Some studio art majors are also part of the department’s honors program, for which they create a separate body of work. Some of these pieces are featured in the exhibit as well.

Studio art professor Colleen Randall said that studio art majors choose pieces created through these programs that they would like to have in the senior major exhibition. Then, a group of tenured studio art professors and senior seminar professors act as a jury, choosing the strongest work from each student. Randall said that the professors aim to represent each student equally, looking at the size of the pieces as well as the quantity of the work produced.

Auten said every year the body of work the students produce is very different. This year, for example, included a large quantity of paintings, some of which were large and bright female portraits by Pauline Lewis ’16.

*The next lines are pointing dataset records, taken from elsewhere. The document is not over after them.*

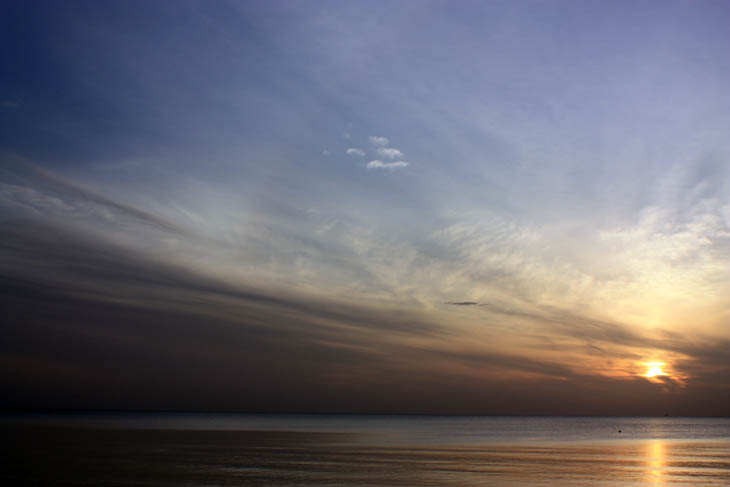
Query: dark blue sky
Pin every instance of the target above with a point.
(286, 200)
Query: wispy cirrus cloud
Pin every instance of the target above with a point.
(390, 152)
(378, 140)
(354, 151)
(376, 164)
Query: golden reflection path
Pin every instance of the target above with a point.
(656, 457)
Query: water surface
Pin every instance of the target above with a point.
(291, 450)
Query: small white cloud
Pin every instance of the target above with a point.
(390, 152)
(378, 140)
(354, 151)
(386, 165)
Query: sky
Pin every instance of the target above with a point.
(499, 207)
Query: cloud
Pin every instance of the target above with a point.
(386, 165)
(390, 152)
(378, 140)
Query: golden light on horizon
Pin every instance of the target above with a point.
(655, 369)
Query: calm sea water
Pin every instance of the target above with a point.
(293, 450)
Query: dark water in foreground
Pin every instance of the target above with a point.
(262, 450)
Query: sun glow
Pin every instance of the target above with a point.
(654, 369)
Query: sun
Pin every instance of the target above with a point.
(654, 369)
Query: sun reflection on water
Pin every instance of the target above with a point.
(655, 464)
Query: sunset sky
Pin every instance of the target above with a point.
(499, 207)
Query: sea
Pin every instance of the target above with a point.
(203, 449)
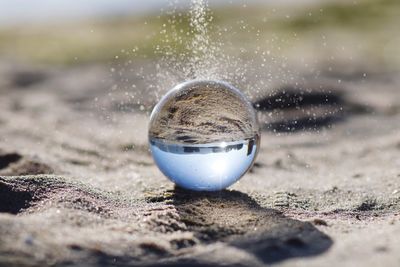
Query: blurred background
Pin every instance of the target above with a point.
(93, 70)
(314, 31)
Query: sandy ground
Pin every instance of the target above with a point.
(78, 186)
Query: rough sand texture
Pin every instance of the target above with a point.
(203, 112)
(326, 197)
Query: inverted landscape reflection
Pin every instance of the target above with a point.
(204, 167)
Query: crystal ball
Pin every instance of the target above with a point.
(204, 135)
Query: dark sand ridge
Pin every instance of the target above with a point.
(325, 197)
(204, 112)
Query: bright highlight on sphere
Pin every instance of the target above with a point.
(204, 135)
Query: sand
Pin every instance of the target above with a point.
(78, 186)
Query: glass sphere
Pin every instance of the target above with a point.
(204, 135)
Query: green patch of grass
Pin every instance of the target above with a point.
(129, 38)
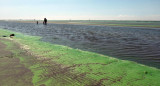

However, he said there was a nice balance between pieces that were meant to be on the walls and those which could be displayed in the gallery’s central space. The main focus, he said, is ensuring the works do not detract from one another.

“For instance, if you hung three large paintings next to each other by different artists and then a series of seven photographs by different artists, they wouldn’t each have their own kind of identity,” he said.

Park said this exhibition and the senior seminar leading up to it is when the students truly become artists.

“When you start to think about the viewers and what you created having a power to communicate with people other than yourself, that’s when you can start calling the work an art piece,” Park said.

Many Dartmouth students visited the exhibition, spurred by interest in the artists’ talents as well as a desire to support their friends and peers.

Veridi Suvero ’16 said they enjoyed the opening reception and seeing the art their classmates created.

“I was impressed by the artistry,” di Suvero said. “I didn’t know that half of these people were studio art majors, or that they were so good.”

The exhibition will run until June 19 in the Jaffe-Friede and Strauss Galleries and the Nearburg Arts Forum in the Black Family Visual Arts Center.

 

Correction appended (May 12, 2016):

In the earlier version of this article Veri di Suvero '16 was incorrectly referred to as Alexandra and incorrect pronouns were used. The article has been corrected to reflect these changes.